La bibliothèque libre.
Le texte de cette page a été corrigé et est conforme au fac-similé.

La situation financière des communes, en 1878, donnait pour tous les bureaux de bienfaisance une somme d’environ 25 millions 1/2. Le rapport de M. Durangel, en 1871, ne portait qu’un total de 17 millions 1/2. En 1881, le chiffre dépasse 31 millions. Pour une période de dix années, la progression est très importante.
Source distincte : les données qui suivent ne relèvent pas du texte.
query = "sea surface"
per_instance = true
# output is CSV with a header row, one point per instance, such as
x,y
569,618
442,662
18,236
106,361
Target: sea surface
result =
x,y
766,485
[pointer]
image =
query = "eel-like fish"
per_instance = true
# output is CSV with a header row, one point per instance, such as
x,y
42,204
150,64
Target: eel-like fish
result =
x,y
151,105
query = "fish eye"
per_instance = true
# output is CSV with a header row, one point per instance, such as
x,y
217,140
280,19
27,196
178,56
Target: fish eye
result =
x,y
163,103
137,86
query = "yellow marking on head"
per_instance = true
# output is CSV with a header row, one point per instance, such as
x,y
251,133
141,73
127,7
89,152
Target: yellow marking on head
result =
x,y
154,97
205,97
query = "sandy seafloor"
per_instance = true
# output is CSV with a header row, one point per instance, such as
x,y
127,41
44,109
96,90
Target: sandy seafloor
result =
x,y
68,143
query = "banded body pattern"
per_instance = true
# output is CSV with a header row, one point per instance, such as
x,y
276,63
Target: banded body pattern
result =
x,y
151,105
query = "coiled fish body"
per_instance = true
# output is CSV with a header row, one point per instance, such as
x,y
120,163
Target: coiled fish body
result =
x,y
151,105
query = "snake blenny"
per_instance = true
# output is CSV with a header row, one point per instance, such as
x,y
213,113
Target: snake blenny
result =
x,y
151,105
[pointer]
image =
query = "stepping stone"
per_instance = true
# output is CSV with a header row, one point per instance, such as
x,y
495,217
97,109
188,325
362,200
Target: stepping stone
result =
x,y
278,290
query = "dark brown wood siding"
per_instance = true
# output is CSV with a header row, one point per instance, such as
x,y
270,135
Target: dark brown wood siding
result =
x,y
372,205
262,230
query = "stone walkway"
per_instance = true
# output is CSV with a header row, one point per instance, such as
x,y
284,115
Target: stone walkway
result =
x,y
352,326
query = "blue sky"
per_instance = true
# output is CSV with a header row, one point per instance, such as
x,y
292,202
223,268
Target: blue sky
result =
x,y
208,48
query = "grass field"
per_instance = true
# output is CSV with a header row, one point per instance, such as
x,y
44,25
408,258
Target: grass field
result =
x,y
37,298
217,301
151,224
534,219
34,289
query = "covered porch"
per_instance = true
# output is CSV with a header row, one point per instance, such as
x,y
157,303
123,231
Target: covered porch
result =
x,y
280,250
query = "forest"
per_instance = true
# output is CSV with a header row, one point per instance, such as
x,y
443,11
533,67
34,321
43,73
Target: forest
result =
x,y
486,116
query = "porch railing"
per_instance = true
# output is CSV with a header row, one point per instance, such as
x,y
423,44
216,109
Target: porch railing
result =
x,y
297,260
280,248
S’accentuera-t-elle encore ? Il faut s’y attendre et prévoir pour les budgets communaux une charge qu’il est bien difficile d’évaluer, puisque aux sacrifices directs des localités sous leur forme actuelle devront s’ajouter tous ceux que la transformation du mode d’assistance ne manquera pas de leur imposer dans un court délai. La charité privée vient aujourd’hui grandement en aide à l’assistance publique : mais en sera-t-il de même lorsque de sérieuses entraves seront apportées, comme tout le fait prévoir, à l’exercice de la première, et la seconde ne devra-t-elle pas, coûte que coûte, combler le déficit ? Nous n’avons pas l’intention d’aborder à fond ces graves questions des nouveaux systèmes d’instruction et d’assistance que l’on prétend imposer à notre pays ; nous ne pouvons cependant nous empêcher d’en faire ressortir les périls, au moins en ce qui concerne la situation financière des communes.


IV.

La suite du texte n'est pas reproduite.